As examples of gender-based harassment, the guide includes the following:
- Unwanted sexual advances or requests for sexual favors;
- Comments, unwanted touching, gestures, jokes, or pictures that target an individual based on gender
- Refusal to use a transgender employee’s preferred name, pronoun, or title.
Examples of violating #3 include:
- Repeatedly calling a transgender woman “him” or “Mr.” after she has made clear which pronouns and title she uses.
- Calling a transgender woman “Mr.” because her appearance “is aligned with traditional gender-based stereotypes of masculinity.”
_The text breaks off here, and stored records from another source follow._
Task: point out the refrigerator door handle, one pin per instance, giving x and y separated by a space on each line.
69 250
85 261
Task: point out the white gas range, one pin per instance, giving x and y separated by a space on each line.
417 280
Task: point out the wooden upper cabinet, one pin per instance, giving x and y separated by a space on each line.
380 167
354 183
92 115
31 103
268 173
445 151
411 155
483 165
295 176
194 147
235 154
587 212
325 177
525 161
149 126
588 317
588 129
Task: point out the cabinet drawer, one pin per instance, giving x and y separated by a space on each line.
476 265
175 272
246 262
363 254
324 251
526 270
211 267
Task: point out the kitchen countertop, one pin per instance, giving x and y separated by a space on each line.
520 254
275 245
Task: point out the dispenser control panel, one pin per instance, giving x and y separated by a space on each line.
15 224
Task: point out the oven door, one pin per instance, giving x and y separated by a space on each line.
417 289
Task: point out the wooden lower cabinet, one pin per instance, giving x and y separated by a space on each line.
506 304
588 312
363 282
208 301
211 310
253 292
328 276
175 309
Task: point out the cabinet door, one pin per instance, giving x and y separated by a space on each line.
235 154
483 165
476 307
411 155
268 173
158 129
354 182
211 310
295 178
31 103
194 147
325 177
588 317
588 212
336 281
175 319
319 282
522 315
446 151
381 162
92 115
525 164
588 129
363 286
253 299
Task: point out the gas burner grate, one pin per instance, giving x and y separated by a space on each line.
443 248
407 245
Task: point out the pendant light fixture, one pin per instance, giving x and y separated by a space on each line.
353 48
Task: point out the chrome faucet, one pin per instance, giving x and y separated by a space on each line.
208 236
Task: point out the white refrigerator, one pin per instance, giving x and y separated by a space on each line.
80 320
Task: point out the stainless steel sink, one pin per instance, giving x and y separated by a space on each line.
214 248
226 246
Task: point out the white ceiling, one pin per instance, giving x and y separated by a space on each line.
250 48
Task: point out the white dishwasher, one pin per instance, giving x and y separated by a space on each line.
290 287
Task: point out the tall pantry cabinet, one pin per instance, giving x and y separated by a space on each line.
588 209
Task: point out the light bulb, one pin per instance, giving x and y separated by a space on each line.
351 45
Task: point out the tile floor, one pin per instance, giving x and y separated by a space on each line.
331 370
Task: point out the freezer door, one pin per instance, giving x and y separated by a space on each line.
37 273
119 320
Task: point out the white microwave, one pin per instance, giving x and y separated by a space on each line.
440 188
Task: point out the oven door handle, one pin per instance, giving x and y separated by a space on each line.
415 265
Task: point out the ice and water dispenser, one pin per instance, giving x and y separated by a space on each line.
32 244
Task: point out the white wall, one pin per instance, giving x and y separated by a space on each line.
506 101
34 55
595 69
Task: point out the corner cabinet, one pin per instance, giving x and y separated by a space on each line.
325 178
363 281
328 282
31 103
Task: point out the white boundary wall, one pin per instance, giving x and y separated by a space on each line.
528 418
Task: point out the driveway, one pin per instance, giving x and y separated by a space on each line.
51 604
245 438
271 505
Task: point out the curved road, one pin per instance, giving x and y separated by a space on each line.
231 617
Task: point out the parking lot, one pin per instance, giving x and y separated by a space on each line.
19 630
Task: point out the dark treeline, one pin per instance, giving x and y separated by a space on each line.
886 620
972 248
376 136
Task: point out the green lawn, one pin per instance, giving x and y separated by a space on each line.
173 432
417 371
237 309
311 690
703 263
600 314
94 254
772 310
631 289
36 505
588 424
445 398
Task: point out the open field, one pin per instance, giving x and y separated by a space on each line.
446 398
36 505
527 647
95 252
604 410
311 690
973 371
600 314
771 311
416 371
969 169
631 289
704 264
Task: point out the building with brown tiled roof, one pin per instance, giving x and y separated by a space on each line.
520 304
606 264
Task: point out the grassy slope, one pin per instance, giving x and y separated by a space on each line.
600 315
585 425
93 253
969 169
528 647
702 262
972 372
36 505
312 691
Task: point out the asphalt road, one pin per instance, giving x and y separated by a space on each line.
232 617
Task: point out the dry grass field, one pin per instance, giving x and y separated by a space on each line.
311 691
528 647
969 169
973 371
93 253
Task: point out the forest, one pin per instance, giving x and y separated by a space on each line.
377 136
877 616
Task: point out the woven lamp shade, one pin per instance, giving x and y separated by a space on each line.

- Refusing to call a transgender woman her preferred name, Jane, because her identification says that her first name is John.
- Refusing to permit individuals to use single-sex facilities, such as bathrooms or locker rooms, and participate in single-sex programs, consistent with their gender identity (or perception), regardless of their sex assigned at birth, anatomy, medical history, appearance, or the sex indicated on their identification — even if other people, including customers, object to the transgender using the single-sex facility like a bathroom.
- Requiring a transgender or gender non-conforming individual to provide proof of their gender in order to access the appropriate single-sex program or facility.
- Imposing different uniforms or grooming standards based on sex or gender.
Penalties
The Commission can impose civil penalties up to $125,000 for violations, and up to $250,000 for violations that are the result of willful, wanton, or malicious conduct. (Note that neither “willful” nor “wanton” nor “malicious” is defined.)
I expect any day now, we will be required by law to call someone a bunny rabbit or “it” because he “identifies” and “perceives” himself to be a rabbit. After all, if Americans believe in “transgender,” why not “transrace” or “transspecies”?